Als Kind spielte ich gerne mit Faltbögen. Auf einer DIN-A4-Pappe versammelten sich ganze Welten: das Mittelalter mit Rittern, Lanzen, Burgen oder die Raumfahrt mit Astronauten, Raketen, Planeten. Besonderen Spaß bereitete es, die Figuren, ihre Aufgaben und Accessoires zu vertauschen, den Raumfahrer mit Schwert gegen Aliens antreten zu lassen. Oder ihn meiner Puppe Gute-Nacht-Geschichten aus dem All erzählen zu lassen.
Manchmal würde ich im Kino einen Film am liebsten in seine Einzelteile zerlegen, ihn zum Faltbogen umgestalten und wieder die Herrscherin von damals werden, etwa um eigentlich sympathische Schauspieler aus einer unsäglichen Handlung zu befreien. Ein ödes Filmchen wie Joel Hopkins "Liebe auf den zweiten Blick" haben Emma Thompson und Dustin Hoffman jedenfalls nicht verdient. Tatsächlich bekommt man es hier mit einem besonders schweren Fall der romantic comedy zu tun: Mit klebriger Musik und einer Komik, die ihre Figuren penetrant in fetteste Fettnäpfchen stößt.
Hoffman spielt den abgehalfterten Werbekomponisten Harvey, der einst von einer Karriere als Klavierspieler träumte. Als er zur Hochzeit seiner Tochter nach London fährt, wird er von ihr und seiner Exfrau aufs Abstellgleis gestellt. Thompson ist die glücklose einsame Flughafenangestellte Kate, die von den Anrufen ihrer Mutter geplagt wird. Zwei einsame Herzen also, die sich zufällig am Londoner Flughafen treffen. Und zwei Schauspieler, denen es gelingt, das Alleinsein schon in Körperhaltung und Gesten zu tragen. Bei der ersten längeren Begegnung liefern sie sich einen grandiosen Schlagabtausch der Singles. Harvey versucht sein Verlorensein durch Geschwätzigkeit zu überspielen, Kate kontert mit scharfzüngiger Britishness. Alles ist da - und wird von Joel Hopkins im Verlaufe dieses Films doch peinsam auserzählt und breitgetreten in Szenen, die die Figuren demütigen und als gescheiterte Existenzen vorführen.

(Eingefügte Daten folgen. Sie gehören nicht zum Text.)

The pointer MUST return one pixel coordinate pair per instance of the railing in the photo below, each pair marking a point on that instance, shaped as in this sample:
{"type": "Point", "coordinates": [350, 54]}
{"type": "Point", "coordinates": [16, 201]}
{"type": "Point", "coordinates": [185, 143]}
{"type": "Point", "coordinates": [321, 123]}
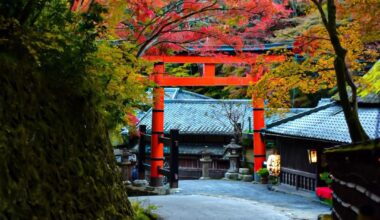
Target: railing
{"type": "Point", "coordinates": [299, 179]}
{"type": "Point", "coordinates": [172, 172]}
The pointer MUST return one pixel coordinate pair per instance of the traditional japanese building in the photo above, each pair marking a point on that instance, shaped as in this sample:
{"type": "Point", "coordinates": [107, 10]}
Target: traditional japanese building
{"type": "Point", "coordinates": [299, 136]}
{"type": "Point", "coordinates": [203, 121]}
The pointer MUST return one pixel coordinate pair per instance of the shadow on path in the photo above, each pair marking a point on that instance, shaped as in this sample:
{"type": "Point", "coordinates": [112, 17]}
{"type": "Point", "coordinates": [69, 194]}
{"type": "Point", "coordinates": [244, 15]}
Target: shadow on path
{"type": "Point", "coordinates": [219, 199]}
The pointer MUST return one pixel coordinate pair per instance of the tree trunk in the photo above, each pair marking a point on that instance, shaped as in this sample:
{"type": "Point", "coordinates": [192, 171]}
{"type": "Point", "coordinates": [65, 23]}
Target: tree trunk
{"type": "Point", "coordinates": [350, 109]}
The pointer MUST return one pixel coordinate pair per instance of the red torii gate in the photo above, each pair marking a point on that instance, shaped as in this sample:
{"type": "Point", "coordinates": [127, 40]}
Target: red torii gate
{"type": "Point", "coordinates": [208, 78]}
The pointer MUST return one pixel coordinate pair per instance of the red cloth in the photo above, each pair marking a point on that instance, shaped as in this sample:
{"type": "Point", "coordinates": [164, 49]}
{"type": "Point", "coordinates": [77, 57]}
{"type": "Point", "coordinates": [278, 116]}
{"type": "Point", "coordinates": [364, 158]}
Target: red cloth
{"type": "Point", "coordinates": [324, 192]}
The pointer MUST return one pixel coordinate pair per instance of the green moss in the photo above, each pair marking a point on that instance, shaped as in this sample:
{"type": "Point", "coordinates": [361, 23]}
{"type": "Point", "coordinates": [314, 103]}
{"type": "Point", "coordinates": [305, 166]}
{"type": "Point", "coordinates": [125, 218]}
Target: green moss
{"type": "Point", "coordinates": [55, 158]}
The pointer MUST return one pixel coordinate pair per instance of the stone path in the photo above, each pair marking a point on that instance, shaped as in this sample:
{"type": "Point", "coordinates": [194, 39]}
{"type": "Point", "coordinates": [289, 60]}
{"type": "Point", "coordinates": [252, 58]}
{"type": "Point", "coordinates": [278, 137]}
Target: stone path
{"type": "Point", "coordinates": [219, 199]}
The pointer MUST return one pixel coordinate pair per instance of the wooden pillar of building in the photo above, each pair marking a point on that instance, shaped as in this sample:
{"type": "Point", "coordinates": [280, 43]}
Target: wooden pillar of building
{"type": "Point", "coordinates": [157, 148]}
{"type": "Point", "coordinates": [259, 151]}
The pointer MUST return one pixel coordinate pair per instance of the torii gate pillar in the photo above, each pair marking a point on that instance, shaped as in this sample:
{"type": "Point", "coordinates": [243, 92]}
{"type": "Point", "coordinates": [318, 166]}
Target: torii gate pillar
{"type": "Point", "coordinates": [157, 148]}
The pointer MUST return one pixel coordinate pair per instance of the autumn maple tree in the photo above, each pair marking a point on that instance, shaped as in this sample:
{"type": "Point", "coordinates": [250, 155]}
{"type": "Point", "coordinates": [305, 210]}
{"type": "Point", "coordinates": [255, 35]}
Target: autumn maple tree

Wie gerne würde man Thompson und Hoffman aus dem Faltbogen der romantic comedy herausreißen und in einen echten Schauspielerfilm hineinstellen. Man würde sie durch London spazieren und über Wind und Wetter und Gott und die Welt reden lassen und ihnen dabei zuschauen, wie sie sich langsam näher kommen. Vielleicht fänden auch der Big Ben und Fish n Chips ihren Platz in dieser filmischen Faltbogenwelt, die sich aber im Wesentlichen auf das beschränken würde, was romantisches Kino doch eigentlich ausmacht: Zwei große Schauspieler, die ihre Rollen bewohnen und zugleich mit feiner Distanz betrachten.